The findings in this report are subject to at least two limitations. First, because of the small numbers based on CMS data, rates were not examined among age-, race-, and sex-specific subgroups. Second, estimates for some causes of death may be incomplete or skewed because reporting of the underlying cause of death data may not have been complete when the monthly sample was obtained (the data for this potential undercount are adjusted in the annual summary {2}).

Strategies for preventing homicide and violence require integration of approaches from multiple disciplines, including criminal justice, education, social services, community advocacy, and public health. For example, public health approaches to prevent violence have focused on 1) changing individual knowledge, skills, and/or attitudes; 2) changing the social and physical environments; and 3) increasing community awareness of the causes and prevention of violence. The public health community also has recognized the influence of social class and poverty on violence. Communities increasingly are adopting programs emphasizing strategies to enhance the skills of youth and parents to reduce violence. These strategies include, for example, 1) school-based curricula that teach coping, communication, and mediation skills (4); 2) family-intervention programs that focus on parental training to positively alter parental practices and family cohesion (5); and 3) preschool efforts to develop intellectual and social skills (6). Because evaluation of prevention strategies is a critical component of public health interventions, CDC is evaluating the effectiveness of selected programs in reducing violent behavior and injury (7).
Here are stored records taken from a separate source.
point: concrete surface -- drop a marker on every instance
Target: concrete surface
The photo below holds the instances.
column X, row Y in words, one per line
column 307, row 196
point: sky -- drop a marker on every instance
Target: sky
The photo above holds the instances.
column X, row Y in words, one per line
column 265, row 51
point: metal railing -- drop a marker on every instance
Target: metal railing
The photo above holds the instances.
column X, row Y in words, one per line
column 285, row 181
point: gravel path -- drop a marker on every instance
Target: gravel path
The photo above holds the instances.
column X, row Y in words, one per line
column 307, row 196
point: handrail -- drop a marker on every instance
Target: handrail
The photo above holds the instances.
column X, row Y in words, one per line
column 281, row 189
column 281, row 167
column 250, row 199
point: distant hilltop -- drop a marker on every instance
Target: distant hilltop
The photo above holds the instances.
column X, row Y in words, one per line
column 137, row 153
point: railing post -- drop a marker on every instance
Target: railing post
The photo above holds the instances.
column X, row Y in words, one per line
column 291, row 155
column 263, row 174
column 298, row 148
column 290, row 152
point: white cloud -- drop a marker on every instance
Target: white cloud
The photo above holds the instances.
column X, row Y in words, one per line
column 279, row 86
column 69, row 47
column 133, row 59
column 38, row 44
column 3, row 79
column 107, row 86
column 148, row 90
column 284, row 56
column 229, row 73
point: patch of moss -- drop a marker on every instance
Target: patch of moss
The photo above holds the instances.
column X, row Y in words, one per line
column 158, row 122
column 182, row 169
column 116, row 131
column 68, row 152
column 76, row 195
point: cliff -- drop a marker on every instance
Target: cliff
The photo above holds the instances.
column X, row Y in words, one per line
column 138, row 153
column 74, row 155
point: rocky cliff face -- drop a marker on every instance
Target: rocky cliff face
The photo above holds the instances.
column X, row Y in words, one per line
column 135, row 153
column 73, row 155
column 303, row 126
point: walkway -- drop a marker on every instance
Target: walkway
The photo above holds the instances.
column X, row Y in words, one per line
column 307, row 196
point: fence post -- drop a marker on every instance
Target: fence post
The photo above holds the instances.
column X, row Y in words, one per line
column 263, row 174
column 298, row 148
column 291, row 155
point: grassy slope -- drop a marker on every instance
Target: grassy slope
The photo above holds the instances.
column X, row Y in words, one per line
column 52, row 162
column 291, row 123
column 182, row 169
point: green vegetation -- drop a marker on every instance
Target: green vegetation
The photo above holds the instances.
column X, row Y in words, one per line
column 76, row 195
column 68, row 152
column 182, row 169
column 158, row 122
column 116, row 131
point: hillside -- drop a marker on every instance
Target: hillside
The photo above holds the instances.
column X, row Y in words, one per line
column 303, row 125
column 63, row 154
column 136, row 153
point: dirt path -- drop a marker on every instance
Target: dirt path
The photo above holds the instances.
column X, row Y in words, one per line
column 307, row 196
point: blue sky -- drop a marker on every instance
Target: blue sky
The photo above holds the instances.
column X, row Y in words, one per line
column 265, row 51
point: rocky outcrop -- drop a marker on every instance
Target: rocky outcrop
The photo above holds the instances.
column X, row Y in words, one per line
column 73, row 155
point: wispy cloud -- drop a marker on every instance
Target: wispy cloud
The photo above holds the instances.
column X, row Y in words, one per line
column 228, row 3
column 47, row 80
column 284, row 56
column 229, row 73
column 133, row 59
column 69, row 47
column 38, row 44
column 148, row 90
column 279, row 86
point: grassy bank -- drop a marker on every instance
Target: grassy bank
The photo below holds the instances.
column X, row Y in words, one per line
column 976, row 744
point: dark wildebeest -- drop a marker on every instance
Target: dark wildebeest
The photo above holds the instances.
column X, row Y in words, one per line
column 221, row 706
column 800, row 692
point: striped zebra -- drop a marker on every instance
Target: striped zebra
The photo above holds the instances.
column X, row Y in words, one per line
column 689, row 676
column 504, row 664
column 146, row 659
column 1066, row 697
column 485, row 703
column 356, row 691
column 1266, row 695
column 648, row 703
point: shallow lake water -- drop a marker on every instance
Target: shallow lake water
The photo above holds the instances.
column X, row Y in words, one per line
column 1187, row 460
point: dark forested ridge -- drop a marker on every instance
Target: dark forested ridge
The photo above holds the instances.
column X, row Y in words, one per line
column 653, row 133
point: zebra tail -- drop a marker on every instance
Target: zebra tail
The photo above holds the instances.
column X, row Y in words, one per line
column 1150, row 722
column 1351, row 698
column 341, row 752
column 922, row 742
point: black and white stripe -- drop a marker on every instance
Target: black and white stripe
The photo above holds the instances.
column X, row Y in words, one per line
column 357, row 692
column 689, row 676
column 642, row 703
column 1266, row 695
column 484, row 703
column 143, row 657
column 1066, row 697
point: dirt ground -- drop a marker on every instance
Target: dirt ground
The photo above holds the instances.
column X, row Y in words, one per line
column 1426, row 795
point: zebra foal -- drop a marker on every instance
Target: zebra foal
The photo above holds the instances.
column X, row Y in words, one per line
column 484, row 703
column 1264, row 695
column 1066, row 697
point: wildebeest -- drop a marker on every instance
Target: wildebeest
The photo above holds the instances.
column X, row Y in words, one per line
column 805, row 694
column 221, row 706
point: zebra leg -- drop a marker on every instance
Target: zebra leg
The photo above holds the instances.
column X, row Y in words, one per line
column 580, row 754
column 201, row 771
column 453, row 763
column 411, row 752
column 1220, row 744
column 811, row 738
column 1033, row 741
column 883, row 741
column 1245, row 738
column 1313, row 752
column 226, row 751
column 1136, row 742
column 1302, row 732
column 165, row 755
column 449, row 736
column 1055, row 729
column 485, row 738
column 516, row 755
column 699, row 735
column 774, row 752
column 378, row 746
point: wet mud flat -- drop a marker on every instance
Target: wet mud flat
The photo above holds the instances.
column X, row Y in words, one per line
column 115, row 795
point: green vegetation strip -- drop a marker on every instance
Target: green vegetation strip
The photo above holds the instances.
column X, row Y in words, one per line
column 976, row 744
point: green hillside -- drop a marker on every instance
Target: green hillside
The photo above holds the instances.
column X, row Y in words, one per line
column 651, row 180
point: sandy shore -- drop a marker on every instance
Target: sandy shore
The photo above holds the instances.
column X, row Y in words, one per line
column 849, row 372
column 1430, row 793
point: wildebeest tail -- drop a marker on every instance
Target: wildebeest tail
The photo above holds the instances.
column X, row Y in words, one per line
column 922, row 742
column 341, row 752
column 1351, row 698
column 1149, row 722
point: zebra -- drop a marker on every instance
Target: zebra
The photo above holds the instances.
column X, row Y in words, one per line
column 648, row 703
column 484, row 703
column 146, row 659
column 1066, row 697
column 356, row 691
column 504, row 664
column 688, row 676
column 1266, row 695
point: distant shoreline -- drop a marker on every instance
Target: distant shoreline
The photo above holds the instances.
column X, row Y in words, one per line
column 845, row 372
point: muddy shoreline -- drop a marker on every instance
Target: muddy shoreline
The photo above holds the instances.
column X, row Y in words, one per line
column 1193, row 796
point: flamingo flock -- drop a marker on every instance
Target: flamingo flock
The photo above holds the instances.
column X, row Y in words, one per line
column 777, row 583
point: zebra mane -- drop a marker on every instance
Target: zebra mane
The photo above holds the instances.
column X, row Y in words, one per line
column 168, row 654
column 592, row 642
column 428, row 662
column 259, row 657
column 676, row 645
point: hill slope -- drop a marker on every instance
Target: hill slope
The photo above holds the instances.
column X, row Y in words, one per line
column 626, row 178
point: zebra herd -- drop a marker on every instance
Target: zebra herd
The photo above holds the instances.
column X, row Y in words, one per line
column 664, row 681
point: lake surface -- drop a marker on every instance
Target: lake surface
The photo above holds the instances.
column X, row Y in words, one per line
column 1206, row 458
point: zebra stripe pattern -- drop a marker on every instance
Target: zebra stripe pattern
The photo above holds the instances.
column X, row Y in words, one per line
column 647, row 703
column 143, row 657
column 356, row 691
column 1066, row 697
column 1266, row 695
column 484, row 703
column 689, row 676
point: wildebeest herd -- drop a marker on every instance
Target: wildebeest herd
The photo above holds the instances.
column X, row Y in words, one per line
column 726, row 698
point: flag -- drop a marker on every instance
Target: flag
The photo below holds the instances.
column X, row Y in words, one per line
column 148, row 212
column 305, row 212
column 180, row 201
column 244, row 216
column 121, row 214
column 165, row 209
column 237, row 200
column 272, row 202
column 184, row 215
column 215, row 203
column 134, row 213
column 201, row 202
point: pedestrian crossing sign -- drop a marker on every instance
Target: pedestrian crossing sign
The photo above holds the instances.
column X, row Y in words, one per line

Homicide and assaultive violence now are recognized as global public health problems. Although the U.S. homicide rate ranks higher overall and higher for males aged 15-24 years than those of other highly industrialized countries (8,9), in many less- industrialized countries homicide rates exceed those in the United States (8). To address this global problem, in May 1996 the 190 nations of the World Health Organization (WHO) passed a resolution declaring violence a worldwide public health problem, urging member states to assess the public health impact of violence, and requesting the Director-General of WHO to initiate a science-based public health approach to violence prevention. This resolution provides a scientific framework for action throughout the world addressing global violence.

References

  1. Gardner P, Hudson BL. Advance report of final mortality statistics, 1993. Hyattsville, Maryland: US Department of Health and Human Services, Public Health Service, CDC, National Center for Health Statistics, 1996. (Monthly vital statistics report; vol 44, no. 7, suppl).

  2. Singh GK, Royer CE. Documentation of the current mortality sample file for 1994 data. Hyattsville, Maryland: US Department of Health and Human Services, Public Health Service, CDC, National Center for Health Statistics, 1996.

  3. CDC. Injury mortality: national summary of injury mortality data, 1986-1992. Atlanta, Georgia: US Department of Health and Human Services, Public Health Service, CDC, 1995.

  4. Hammond WR, Yung BR. Preventing violence in at-risk African-American youth. J Health Care Poor Underserved 1991;2:359-73.

  5. Tolan P, Guerra N. What works in reducing adolescent violence: an empirical review of the field. Boulder, Colorado: University of Colorado, Boulder, Institute for Behavioral Sciences, Center for the Study and Prevention of Violence, 1994:29.

  6. Zigler E, Taussing C, Black K. Early childhood intervention: a promising preventative for juvenile delinquency. Am Psychol 1992;47:997-1006.

  7. Powell KE, Hawkins DH, eds. Youth violence prevention: descriptions and baseline data from 13 evaluation projects. Am J Prev Med 1996;12(suppl) (in press).

  8. World Health Organization. 1994 World health statistics annual. Geneva, Switzerland: World Health Organization, 1995.

  9. Fingerhut LA, Kleinman JC. International and interstate comparisons of homicide among young males. JAMA 1990;263:3292-5.